Она ощутила какое-то странное покалывание в руках и засунула пальцы, истыканные иголкой, под отворот рукава вязаной кофты: волоски на руках встали дыбом, кожа покрылась мурашками. Рыбацкие лодки по-прежнему тихо покачивались на волнах, фонари на носах и кормах тускло мерцали в неуверенном гаснущем свете.

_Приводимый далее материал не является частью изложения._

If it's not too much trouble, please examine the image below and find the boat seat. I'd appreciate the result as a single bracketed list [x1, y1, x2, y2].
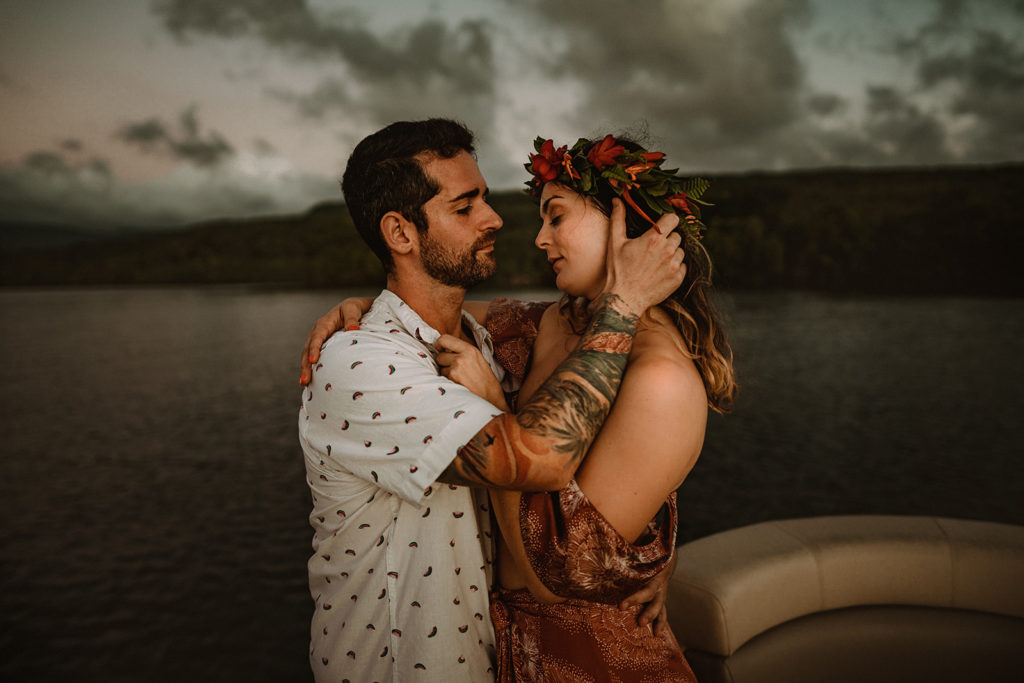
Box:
[668, 515, 1024, 683]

А потом море взметнулось вверх, небо обрушилось вниз, и зеленая молния пронзила пространство, осветив все вокруг – ослепительно, жутко, внезапно. Мама тоже подбежала к окну, привлеченная вспышкой и грохотом грома, от которого содрогнулись и море и небо. Эта дрожь отдалась в ногах Марен. Она прикусила язык и почувствовала во рту привкус горячей соленой крови.
Наверное, они с мамой кричали, но не слышали собственных криков из-за грохота, грома и рева волн; огни на лодках разом погасли, а сами лодки как будто взлетели над морем, закружились и исчезли из виду. Волны вздыбились так высоко, а небо нависло так низко, что казалось, весь мир опрокинулся с ног на голову, и Марен сама толком не поняла, как она выскочила во двор – прямо в студеный ветер, – ее юбка намокла мгновенно, мешая бежать. Дийна звала ее в дом, надо было скорее закрыть дверь, чтобы огонь в очаге не погас. Дождь давил Марен на плечи, не давал распрямиться, ветер бил ее в спину, она сжимала кулаки, хватаясь за пустоту, и кричала так громко, что сорвала голос, и горло потом саднило еще несколько дней. И повсюду вокруг точно так же кричали другие матери, сестры и дочери, выбежавшие под дождь, – темные, мокрые силуэты, неуклюжие, как тюлени на суше.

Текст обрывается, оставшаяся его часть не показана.